Moons went out of fashion in 1969. Now she can’t fathom pale light.

NOº 5729

101-Word Review: ‘Bewilderness’ by Marc McKee

BewildernessBewilderness by Marc McKee

My rating: 5 of 5 stars. When you buy Marc McKee’s Bewilderness — and you will want to — get him to sign it for you. Ever the craftsman/draftsman, he doesn’t just line out his name on the title page. It’s a cool array of clever doodles, and the dedication+signature is seamlessly integrated into this elegant design. Thus the page becomes a one-of-a-kind multimedia artform. Fitting, this, because elegant design is the underlying principle of these poems: poem to poem, line by line, each and every syllable.

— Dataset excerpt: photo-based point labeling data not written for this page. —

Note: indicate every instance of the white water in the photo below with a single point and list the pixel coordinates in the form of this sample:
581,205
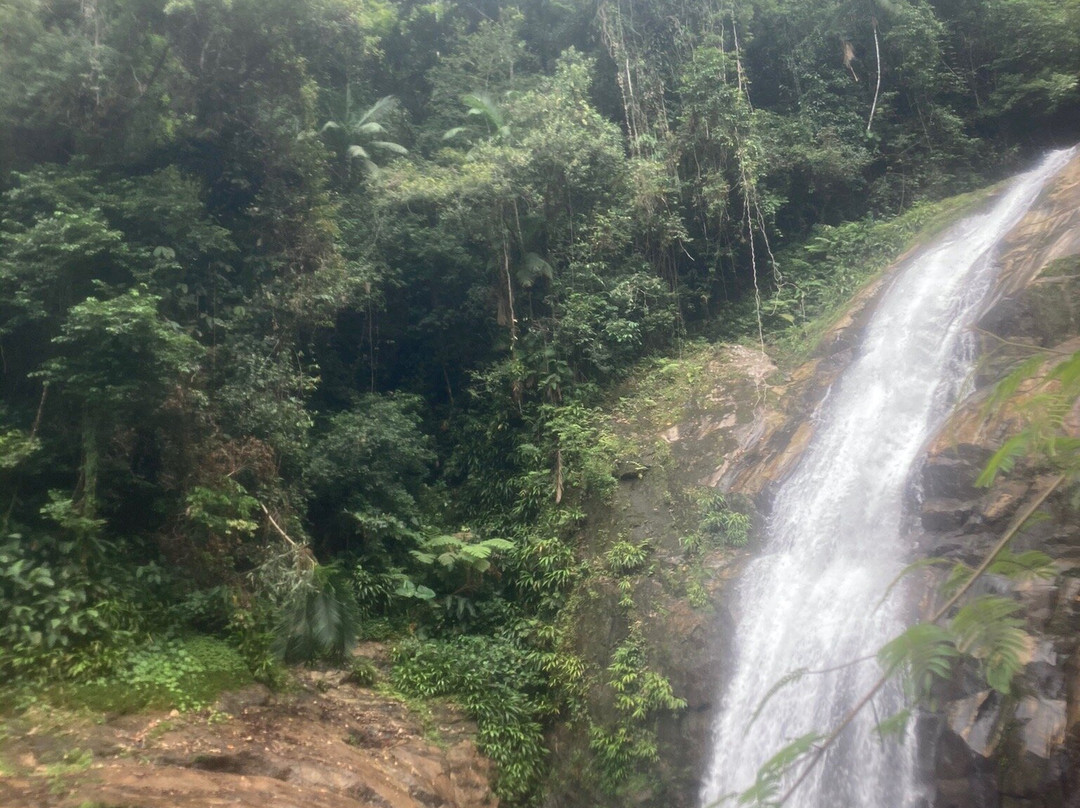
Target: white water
836,539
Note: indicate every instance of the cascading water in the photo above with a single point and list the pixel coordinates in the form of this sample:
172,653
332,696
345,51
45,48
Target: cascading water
835,541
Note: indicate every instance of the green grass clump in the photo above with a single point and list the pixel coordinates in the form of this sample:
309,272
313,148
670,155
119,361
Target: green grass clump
185,673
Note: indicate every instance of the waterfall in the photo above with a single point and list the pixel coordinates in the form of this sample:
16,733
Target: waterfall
836,538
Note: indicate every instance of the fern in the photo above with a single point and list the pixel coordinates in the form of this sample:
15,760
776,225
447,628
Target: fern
925,652
766,788
320,619
987,630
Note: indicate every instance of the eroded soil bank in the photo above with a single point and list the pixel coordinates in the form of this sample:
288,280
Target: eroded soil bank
322,743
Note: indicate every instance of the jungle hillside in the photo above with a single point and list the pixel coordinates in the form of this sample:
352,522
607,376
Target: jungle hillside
312,313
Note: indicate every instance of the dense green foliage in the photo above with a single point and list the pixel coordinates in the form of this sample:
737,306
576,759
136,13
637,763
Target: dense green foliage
348,280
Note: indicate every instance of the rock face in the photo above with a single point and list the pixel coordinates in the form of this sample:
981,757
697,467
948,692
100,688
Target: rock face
324,744
1023,750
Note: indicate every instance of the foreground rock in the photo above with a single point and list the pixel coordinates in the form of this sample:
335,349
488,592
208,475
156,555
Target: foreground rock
1022,751
328,744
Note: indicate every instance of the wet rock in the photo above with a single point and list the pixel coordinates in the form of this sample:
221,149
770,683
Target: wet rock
941,515
974,719
1042,723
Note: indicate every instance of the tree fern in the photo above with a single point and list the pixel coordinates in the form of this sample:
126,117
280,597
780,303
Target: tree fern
923,654
320,619
987,630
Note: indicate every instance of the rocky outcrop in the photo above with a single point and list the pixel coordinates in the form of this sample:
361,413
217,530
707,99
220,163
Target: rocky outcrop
1023,750
323,743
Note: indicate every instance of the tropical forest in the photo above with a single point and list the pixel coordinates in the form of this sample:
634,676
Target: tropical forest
458,403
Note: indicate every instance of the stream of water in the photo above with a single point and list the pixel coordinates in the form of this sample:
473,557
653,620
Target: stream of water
838,534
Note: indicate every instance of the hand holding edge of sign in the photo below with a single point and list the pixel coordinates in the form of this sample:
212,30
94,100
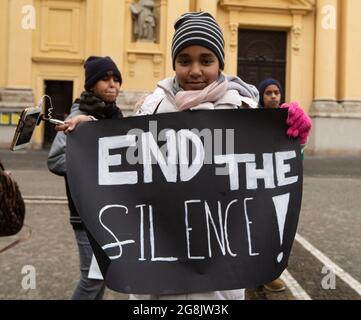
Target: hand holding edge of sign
299,123
70,124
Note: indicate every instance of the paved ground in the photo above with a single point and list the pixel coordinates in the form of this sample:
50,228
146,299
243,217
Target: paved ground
330,220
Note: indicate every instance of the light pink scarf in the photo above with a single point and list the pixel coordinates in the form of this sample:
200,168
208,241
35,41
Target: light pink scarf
187,99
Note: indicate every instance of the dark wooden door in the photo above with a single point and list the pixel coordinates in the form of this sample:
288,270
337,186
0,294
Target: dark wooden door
261,55
61,93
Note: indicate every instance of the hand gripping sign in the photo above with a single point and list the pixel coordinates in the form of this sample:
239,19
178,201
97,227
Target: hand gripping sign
188,202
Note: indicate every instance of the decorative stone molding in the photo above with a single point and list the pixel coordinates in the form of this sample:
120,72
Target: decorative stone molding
12,99
296,39
132,59
300,6
157,61
335,109
133,56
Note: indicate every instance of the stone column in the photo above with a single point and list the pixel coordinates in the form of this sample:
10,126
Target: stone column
326,64
21,12
350,53
174,10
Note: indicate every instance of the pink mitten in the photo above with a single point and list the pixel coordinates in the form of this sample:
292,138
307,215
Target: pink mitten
298,121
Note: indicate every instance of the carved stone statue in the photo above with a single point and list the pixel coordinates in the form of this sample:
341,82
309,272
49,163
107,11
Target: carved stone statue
143,20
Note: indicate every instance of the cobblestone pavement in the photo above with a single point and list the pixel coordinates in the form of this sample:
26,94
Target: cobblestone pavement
330,223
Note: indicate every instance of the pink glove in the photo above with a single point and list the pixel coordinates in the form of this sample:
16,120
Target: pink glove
298,121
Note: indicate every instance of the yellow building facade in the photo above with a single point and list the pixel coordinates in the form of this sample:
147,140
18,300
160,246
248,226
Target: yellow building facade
312,46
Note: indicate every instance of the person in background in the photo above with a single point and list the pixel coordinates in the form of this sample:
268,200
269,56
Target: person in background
98,101
200,84
271,94
270,91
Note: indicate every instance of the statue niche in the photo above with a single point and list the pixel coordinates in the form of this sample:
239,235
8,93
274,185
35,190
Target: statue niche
144,21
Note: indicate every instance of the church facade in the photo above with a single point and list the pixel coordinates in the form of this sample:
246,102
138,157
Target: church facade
311,46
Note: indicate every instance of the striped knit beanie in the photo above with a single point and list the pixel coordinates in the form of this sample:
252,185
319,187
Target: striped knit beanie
198,28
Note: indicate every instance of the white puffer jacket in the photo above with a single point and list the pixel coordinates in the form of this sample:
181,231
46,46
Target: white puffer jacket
238,95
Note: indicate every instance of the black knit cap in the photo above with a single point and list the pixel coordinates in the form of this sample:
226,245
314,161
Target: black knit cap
198,28
96,68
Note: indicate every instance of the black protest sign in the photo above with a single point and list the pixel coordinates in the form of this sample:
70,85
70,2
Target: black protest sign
188,202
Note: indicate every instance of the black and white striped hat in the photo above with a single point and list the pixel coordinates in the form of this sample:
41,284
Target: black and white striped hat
198,28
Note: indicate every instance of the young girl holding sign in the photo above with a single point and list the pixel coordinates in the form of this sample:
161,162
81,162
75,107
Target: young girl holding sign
199,83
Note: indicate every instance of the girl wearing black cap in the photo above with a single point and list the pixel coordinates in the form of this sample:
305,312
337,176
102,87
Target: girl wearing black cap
102,85
199,83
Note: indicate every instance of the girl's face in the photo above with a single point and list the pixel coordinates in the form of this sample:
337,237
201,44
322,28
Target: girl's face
272,97
196,67
107,88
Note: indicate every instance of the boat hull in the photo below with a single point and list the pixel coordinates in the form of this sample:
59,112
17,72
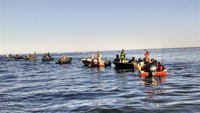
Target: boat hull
120,65
68,60
94,63
47,59
160,73
32,58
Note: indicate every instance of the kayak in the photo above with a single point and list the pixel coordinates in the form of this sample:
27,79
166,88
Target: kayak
31,58
66,61
47,59
159,73
94,63
16,58
120,65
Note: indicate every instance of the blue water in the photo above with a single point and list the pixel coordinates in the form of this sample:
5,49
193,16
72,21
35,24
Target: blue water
36,86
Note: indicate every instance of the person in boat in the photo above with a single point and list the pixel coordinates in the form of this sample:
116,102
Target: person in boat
123,55
160,67
132,60
117,59
48,54
147,60
98,57
34,54
17,56
140,63
92,56
28,56
153,65
10,55
63,58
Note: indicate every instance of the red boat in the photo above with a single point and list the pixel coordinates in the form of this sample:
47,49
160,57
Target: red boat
94,63
159,73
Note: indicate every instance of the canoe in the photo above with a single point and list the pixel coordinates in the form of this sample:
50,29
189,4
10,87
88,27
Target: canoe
120,65
94,63
47,59
16,58
159,73
31,58
67,60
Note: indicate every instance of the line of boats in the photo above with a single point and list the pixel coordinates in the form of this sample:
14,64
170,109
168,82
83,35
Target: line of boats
128,64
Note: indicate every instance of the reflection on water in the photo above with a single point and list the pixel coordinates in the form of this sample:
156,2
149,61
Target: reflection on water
36,86
156,88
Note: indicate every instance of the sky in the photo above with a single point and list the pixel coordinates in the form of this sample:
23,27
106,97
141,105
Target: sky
97,25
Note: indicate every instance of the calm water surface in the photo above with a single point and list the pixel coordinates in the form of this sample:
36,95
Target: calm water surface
36,86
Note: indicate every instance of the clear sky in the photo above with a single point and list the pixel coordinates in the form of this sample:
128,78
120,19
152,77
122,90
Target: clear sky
92,25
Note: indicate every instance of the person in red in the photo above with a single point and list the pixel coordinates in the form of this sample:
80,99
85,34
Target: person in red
147,60
160,67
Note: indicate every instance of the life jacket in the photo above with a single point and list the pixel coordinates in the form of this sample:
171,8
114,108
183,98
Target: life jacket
122,55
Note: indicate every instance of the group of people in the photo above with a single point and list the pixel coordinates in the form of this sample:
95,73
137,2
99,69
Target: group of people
64,58
149,62
29,55
146,63
47,55
98,56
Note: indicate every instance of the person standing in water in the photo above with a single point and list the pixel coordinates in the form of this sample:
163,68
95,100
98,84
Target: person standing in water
98,57
123,55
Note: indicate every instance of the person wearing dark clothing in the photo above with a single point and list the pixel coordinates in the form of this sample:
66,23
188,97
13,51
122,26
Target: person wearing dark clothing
160,67
123,55
117,59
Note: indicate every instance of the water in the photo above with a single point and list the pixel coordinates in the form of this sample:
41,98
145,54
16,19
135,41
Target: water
36,86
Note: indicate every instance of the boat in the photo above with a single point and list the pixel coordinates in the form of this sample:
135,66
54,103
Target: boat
67,60
47,59
20,57
126,65
159,73
152,72
94,63
30,58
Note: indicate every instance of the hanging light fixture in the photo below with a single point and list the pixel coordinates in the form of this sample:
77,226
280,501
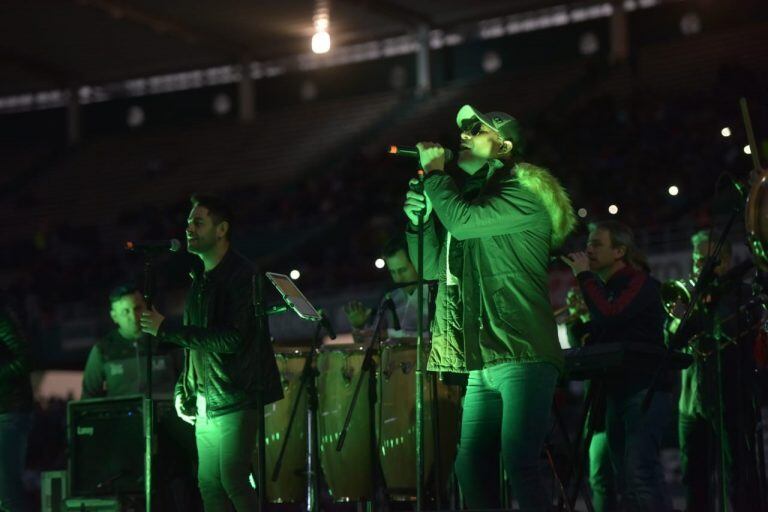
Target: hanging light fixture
321,41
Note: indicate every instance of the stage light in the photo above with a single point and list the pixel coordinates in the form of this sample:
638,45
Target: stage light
321,42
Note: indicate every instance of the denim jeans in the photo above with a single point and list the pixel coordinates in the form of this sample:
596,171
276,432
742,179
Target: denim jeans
14,432
602,479
506,411
225,447
634,439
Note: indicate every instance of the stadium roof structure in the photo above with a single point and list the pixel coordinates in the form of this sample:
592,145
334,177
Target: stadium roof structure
63,43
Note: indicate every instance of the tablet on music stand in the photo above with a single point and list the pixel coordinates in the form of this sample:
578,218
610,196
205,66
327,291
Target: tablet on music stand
293,297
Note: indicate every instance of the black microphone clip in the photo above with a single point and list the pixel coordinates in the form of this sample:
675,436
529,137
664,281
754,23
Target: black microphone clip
390,305
413,152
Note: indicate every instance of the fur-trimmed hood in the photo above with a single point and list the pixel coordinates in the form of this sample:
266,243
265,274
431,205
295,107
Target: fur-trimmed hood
542,183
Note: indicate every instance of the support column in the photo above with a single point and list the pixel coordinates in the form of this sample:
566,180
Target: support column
619,33
246,93
73,116
423,66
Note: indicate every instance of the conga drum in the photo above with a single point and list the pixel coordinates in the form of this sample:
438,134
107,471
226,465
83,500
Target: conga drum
397,422
348,472
290,486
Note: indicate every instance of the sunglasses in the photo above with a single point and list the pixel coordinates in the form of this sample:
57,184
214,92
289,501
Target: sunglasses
472,127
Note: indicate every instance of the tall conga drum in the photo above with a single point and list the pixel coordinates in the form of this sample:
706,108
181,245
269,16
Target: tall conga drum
397,422
290,486
349,472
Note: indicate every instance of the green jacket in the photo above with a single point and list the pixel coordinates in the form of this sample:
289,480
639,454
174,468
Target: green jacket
490,257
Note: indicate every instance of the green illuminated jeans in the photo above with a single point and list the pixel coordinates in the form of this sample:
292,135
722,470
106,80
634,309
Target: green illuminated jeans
602,479
506,410
225,446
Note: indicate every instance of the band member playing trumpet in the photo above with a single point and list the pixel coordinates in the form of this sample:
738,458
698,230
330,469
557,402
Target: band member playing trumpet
602,479
625,306
718,324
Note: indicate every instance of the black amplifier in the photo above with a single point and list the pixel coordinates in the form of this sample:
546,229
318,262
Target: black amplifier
105,437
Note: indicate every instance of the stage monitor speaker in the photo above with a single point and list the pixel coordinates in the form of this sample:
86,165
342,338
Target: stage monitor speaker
106,446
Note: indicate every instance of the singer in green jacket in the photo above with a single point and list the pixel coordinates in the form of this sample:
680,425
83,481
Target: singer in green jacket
488,244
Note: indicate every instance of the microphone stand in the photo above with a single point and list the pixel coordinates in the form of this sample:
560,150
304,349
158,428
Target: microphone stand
148,404
368,366
308,382
420,356
262,329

Alliteration abounds, unabashed! (“Even God got got…”) Best of all, in all that clever doodling, there’s heart. Big and bloody and beating.

NOº 5725

30 Things I Love Right Now: [04.20.15]

The Seven-Year Itch. Portal to another time and place. | (2) Luther. (The BBC One show, not the original Lutheran, though I suspect there’s a loose but semi-intentional connection between the two. At least I wouldn’t put that sort of allusion past a team of Brits. They’re always thinking, them Brits. Even the TV types.) Portal to another place if not another time. | (3) How one of the many features of love relationships in the contemporary Western world is a blended pop culture provenance. | (4) Cooking with someone, another of the aforementioned features. | (5) A warm bath with Epsom salts. | (6) Nature: all its forms and drives and healing properties. | (7) Having not given up on love relationships in the contemporary Western world. | (8) Capsaicin. (Which is to say: inside jokes.) | (9) Lists. Still, always, and of course. | (10) Springtime sun in Alabama. Especially in the morning but also in the late afternoon. | (11) My new lunch containers. | (12) A clean kitchen. | (13) Putting things in order. | (14) Hootsuite. | (15) Writing in the morning. | (16) Windows open in the morning. | (17) Listening to the birds in the morning. | (18) My framed photo of the Willie Mays catch, artifact of what seems impossible but is not impossible. | (19) The Myth of Freedom. | (20) The Millionaire Mind, which oddly (or not so oddly) echoes Howard Gardner’s Frames of Mind: The Theory of Multiple Intelligences. Also how it describes my friend John M to a tee. (The “M” is for millionaire. Sort of. It’s also for Malatino.) | (21) Ben’s poem, “Rhapsody for Children of the Midwest.” Tour de force. | (22) The ‘Nuts and Seeds’ Clif Bar. | (23) A fridge full of tasty food, already prepared and ready to eat. | (24) Walking meditation. (Still.) | (25) Tomorrow Is My Turn by Rhiannon Giddens. | (26) Feeling like today is my turn. | (27) Sunlight on the stairs. | (28) Having gone to AWP. | (29) Not being at AWP anymore. (30) Surrender. Open arms and heart.